Guidelines for parents

  • Encourage and support your baby’s ability to put fingers, safe toys and objects in his mouth and to explore them with his jaw, lips, and tongue. Know that this is how most babies develop the first skills that will lead toward handling lumpy foods.
  • Around 8 months, wait until your baby sits independently before introducing thicker purees and soft lumpy foods. Babies need to have the physical and neurological maturity to succeed in chewing. Siyempre, iba-iba naman ang babies --- not all of them are ready for this at the same age level.
  • Your baby does not need to have teeth to learn to chew. The first steps of chewing require only tongue, jaw and cheek movements. Teeth are used later for more complicated food with fibers that must be broken up.
  • Introduce new foods to your baby after offering enough of a familiar food or texture when he is not super hungry. You can give your baby the pureed food, then offer a small spoonful of the textured food mixed into the familiar puree, and again, a spoonful of the pureed food. Do this little by little. Then, you can also give spoonfuls of the textured food and follow it with several spoons of pureed food. Pretty soon, as your baby becomes used to the new texture, he will be able to eat only the textured foods.

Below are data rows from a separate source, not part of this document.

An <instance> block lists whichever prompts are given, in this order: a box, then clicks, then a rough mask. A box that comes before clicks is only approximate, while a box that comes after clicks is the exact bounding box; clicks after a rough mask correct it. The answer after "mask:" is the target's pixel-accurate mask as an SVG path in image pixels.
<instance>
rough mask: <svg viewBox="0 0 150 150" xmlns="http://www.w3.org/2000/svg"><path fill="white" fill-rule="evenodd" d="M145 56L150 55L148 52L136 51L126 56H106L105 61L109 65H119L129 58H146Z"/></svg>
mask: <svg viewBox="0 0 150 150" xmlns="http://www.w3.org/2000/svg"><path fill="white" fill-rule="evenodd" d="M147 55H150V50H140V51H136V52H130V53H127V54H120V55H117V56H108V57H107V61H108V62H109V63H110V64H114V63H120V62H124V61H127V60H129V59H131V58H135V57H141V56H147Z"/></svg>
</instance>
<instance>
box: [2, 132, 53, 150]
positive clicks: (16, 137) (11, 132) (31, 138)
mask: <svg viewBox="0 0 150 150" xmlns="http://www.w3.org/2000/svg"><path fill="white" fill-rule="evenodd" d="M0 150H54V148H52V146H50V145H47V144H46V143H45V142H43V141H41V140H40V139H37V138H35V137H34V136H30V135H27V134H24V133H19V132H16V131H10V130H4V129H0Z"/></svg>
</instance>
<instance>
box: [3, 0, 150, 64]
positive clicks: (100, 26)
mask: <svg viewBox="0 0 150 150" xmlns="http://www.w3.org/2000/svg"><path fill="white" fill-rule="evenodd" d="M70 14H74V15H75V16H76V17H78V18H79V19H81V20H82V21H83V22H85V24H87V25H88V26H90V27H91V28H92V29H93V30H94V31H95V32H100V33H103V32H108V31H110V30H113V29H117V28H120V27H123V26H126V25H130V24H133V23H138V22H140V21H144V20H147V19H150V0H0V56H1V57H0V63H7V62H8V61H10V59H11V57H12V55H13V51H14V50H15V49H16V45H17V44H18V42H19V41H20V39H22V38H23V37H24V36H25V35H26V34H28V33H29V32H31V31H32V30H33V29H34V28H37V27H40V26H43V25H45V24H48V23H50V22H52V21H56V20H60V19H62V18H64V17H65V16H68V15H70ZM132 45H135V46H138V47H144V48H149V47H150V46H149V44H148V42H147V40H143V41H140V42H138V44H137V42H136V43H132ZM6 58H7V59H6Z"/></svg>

Does my baby have a say in all this?

Even if you follow the step-by-step procedure, your baby still has the final word on this. Here are some tips to help your future foodie spot the difference between food textures:

  • Offer him part of the meal puréed and the other part mashed or in small pieces, depending on his age.
  • Occasionally let your child touch the food with his hands so that he develops all his senses.
  • If your baby doesn't like a particular texture: wait a few days then, try the same texture again with a different food.
  • If your baby refuses to taste a new food: don't force him to eat it. If getting him to eat solids turns out to be long stressful process, don't rush it. Never turn mealtimes into an emotional tug of war or a battle of wills by saying “Eat this for mommy” or something like that. Your baby may just need some time to adjust to all these new exciting foods!